I finished the show and the rewrite of the end of the show.

Yay?

I don't really have that much to say, though, for the simple reason that I feel unqualified. The show turned into a psychology thesis, and I'm not familiar enough with Jungian or any other branch of psychology to comment in depth. To really do it justice, I think you'd have to be a serious student of psychology, religion, and philosophy, or at least get one of each to discuss it together.

I can say I wasn't impressed with the original ending, and I can see why the creator wanted to redo it. The themes are there, but they're told, not shown, with the subtlety of a sledgehammer. Worse, the last episode rehashes stuff the second-to-last already covered, so it was like a second hammer-blow of unsubtle delivery. It wasn't just odd, it was boring. Up to that point, the show is really good at conveying what's happening in the characters' heads without an actual play in a play, with a stage and everything. They seriously dropped the ball there.

On that score, The End of Evangelion is way better. It shows. Boy, does it ever show. To the point that it's equally unsubtle and maybe not better at telling the story.

Okay. So. There's a sub-theme about sex and sexuality throughout the anime. It hides in the usual sort of anime fanservice at first, so I didn't catch on right away. It gets more overt in later episodes, but still, when anything "adult" happens, it's off-camera (if not off-mic). There's some pretty strong imagery of penetration and pregnancy at one point, but it happens to one of the Evas, not a human character, so while it's weird as hell... no, I can't finish that sentence, it's just plain weird as hell. But I guess what I'm trying to say is that I think there's a point to it, and it's conveyed cleverly.

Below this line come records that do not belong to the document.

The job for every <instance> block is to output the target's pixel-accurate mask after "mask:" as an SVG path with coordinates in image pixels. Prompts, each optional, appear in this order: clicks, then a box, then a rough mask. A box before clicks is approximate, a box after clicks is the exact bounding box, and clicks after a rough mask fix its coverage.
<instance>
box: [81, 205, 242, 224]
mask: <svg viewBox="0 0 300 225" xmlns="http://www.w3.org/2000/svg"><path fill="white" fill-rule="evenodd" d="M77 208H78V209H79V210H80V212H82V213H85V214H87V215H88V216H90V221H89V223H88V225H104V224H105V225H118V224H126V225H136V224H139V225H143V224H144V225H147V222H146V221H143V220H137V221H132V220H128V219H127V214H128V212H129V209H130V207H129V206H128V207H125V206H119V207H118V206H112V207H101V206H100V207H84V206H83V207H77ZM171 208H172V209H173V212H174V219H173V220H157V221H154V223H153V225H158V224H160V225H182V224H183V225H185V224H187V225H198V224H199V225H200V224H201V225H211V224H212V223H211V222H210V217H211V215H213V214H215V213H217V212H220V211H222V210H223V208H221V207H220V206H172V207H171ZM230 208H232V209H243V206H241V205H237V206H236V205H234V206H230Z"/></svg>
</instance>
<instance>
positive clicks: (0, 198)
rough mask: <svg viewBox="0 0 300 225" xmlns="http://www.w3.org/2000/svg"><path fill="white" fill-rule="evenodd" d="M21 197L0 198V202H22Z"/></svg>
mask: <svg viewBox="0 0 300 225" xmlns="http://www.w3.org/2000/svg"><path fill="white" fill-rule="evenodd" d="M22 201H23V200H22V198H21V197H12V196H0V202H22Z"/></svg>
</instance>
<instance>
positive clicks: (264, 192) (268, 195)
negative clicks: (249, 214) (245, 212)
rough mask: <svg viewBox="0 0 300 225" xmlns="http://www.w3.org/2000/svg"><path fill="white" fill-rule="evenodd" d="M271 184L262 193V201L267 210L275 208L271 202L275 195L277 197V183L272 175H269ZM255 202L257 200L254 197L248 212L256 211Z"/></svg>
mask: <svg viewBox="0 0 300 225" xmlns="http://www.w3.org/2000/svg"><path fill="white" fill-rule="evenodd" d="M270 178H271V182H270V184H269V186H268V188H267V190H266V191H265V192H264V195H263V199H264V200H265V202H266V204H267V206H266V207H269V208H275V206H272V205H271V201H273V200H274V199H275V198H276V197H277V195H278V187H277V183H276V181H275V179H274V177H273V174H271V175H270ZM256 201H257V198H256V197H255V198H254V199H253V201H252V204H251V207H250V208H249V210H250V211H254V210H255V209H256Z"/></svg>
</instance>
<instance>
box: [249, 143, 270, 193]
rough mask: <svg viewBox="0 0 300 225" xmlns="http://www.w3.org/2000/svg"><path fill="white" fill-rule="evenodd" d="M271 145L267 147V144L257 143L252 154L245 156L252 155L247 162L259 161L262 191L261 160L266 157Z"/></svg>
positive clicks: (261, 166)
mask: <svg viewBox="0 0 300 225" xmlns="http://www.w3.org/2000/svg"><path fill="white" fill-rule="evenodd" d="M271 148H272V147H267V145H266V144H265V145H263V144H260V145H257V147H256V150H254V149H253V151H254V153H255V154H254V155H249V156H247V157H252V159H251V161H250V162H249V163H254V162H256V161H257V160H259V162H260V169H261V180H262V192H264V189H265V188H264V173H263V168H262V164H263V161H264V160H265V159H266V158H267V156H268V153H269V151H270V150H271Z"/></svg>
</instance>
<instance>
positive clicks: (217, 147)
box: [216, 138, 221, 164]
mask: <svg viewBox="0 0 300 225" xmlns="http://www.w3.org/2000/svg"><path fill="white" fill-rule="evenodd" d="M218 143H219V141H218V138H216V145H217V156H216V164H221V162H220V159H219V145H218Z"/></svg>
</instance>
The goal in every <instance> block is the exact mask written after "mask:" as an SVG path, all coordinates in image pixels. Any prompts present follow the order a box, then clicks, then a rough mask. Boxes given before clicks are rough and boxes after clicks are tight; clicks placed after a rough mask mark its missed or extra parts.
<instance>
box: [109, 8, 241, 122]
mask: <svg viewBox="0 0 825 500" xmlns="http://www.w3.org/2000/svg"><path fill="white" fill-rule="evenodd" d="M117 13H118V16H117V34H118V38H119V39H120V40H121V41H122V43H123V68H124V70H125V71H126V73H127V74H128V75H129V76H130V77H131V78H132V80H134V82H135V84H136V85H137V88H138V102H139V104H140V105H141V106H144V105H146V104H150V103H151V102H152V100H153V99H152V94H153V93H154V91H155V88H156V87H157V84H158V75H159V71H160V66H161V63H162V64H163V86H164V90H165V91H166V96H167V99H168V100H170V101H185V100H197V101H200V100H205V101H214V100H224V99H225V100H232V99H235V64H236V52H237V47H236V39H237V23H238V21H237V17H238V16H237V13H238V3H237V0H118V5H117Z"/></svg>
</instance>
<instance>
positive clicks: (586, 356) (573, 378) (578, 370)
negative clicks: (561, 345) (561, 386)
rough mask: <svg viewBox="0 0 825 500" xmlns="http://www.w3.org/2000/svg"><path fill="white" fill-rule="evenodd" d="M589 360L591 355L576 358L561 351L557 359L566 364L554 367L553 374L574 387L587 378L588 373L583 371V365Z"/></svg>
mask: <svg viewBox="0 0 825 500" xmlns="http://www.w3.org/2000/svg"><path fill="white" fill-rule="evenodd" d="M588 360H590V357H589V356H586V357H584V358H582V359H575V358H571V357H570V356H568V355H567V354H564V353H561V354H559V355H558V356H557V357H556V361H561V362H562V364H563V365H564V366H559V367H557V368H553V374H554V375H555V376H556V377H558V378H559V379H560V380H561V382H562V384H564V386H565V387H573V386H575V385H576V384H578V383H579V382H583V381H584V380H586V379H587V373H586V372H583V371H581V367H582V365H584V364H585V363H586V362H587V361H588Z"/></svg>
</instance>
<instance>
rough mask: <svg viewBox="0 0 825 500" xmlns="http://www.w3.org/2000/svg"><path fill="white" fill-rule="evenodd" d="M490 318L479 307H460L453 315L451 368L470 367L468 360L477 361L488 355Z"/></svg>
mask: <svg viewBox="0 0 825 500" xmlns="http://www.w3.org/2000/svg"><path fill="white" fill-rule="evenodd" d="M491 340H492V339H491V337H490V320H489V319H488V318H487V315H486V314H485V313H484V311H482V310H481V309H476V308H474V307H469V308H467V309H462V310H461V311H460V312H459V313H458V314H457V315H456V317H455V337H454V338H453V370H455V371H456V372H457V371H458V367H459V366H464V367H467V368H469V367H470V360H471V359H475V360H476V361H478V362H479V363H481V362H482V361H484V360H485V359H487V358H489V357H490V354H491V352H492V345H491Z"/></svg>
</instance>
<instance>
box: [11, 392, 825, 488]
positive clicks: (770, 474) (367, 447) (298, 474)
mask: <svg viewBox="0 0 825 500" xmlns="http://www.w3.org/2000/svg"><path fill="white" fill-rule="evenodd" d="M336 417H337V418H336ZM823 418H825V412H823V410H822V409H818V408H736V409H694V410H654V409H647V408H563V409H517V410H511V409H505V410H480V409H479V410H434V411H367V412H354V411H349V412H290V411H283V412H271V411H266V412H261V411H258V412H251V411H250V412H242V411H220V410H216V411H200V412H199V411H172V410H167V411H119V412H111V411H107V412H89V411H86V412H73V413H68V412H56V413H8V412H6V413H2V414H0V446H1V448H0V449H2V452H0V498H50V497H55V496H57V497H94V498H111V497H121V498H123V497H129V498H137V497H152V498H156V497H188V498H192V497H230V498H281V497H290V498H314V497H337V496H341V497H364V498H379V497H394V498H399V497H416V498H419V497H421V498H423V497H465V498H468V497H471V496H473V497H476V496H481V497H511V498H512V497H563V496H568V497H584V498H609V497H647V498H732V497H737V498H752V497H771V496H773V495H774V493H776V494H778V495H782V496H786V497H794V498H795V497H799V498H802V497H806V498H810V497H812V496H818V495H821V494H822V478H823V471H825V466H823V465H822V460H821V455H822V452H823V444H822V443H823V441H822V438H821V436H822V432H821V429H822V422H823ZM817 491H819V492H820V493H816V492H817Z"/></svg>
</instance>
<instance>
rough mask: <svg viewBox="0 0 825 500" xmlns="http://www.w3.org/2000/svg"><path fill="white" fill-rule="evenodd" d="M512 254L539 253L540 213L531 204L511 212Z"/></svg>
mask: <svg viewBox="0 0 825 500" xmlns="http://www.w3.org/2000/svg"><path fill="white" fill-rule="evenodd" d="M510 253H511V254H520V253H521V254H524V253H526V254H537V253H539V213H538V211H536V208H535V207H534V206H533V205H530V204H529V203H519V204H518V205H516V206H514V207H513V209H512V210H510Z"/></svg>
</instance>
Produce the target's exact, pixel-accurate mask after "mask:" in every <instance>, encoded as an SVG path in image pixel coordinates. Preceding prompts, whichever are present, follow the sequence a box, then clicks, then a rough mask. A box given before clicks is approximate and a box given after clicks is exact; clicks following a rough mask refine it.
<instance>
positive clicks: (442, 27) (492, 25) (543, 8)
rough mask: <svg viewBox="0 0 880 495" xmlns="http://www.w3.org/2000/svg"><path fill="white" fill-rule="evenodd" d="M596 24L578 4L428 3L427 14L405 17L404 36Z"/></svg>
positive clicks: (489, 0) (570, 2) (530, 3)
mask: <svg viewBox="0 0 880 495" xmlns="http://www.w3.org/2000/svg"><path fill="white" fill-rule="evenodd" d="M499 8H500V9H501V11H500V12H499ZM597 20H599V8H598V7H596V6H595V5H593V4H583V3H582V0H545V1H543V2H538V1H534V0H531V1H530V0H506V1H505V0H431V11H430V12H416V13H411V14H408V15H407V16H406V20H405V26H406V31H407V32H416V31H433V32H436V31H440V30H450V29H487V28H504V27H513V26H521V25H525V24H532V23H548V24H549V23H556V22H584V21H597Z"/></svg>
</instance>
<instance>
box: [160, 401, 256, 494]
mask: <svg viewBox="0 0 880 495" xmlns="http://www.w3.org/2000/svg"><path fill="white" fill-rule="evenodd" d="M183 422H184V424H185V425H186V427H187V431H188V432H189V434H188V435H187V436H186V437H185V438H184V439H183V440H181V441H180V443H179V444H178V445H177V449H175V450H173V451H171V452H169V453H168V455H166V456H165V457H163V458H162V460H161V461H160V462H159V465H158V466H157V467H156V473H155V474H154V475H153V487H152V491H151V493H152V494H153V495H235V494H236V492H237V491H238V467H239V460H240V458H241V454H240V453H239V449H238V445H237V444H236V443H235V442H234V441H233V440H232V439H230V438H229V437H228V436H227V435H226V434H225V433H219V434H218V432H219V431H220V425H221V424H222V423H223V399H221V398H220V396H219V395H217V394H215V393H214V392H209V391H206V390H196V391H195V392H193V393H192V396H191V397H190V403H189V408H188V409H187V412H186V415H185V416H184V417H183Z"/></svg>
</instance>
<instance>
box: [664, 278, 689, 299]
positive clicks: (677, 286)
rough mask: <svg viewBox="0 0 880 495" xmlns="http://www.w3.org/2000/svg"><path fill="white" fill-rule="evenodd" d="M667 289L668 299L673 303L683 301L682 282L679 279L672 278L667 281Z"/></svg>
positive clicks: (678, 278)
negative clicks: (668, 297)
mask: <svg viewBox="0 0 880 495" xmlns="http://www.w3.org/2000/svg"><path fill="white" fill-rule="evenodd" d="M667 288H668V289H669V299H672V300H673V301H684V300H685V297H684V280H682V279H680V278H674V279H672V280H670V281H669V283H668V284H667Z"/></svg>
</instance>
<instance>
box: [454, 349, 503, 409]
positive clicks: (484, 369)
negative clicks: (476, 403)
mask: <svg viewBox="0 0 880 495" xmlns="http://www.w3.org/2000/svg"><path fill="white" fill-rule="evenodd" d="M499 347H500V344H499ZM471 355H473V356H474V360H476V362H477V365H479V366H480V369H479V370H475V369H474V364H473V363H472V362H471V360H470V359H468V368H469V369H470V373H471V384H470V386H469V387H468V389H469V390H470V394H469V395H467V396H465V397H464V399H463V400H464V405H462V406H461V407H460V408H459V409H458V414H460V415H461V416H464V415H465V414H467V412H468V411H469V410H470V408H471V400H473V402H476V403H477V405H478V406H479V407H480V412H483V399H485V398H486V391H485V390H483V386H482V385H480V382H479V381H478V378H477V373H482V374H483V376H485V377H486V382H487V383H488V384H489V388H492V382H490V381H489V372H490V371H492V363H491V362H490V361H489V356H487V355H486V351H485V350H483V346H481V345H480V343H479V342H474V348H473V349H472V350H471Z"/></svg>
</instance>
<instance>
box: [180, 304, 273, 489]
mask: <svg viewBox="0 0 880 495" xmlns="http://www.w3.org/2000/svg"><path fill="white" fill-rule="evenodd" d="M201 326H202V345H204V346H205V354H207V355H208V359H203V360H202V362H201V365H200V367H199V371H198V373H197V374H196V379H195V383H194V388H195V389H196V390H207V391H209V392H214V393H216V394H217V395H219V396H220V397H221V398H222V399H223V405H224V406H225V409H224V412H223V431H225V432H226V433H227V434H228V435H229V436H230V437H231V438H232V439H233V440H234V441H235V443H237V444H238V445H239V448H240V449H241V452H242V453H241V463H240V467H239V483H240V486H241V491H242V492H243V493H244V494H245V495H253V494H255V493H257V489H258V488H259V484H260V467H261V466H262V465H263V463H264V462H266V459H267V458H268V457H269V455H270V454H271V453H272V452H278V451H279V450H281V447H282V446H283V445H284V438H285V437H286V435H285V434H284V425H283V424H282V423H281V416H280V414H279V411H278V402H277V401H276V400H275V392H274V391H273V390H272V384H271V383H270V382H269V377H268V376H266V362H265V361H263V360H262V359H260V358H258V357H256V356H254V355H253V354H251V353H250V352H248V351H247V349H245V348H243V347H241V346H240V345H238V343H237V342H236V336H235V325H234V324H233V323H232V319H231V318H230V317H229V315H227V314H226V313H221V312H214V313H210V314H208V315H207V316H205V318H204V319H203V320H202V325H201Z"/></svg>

Well, take all those ideas and remove the requirement to be safe to air on TV. I still think there's probably a point to the sexual imagery, but it's so extraordinarily blatant that it was distracting. I can't even begin to figure out what the point might be. I'm still just reeling from it, and it's been like a week.

But, the big question is, is Neon Genesis Evangelion worth watching?

Yes. Absolutely yes. For the most part, it's smart, it's well done, and it made me care. I'm glad to have seen it, and I want to watch it again sooner than later to see if I can piece some things together now that I know more about what's going on.

Do be aware that it turns on a dime from what seems like a pretty straightforward story of post-apocalyptic coming of age with giant biomechs into a serious psych thesis with dreamlike, trippy, possibly disturbing, sometimes adult imagery. That's a thing, and I think most people probably need a bit more of a heads-up than "it gets totally weird." Knowing a bit about the specific direction it takes, I hope people who are interested in psychological stories will give it a shot.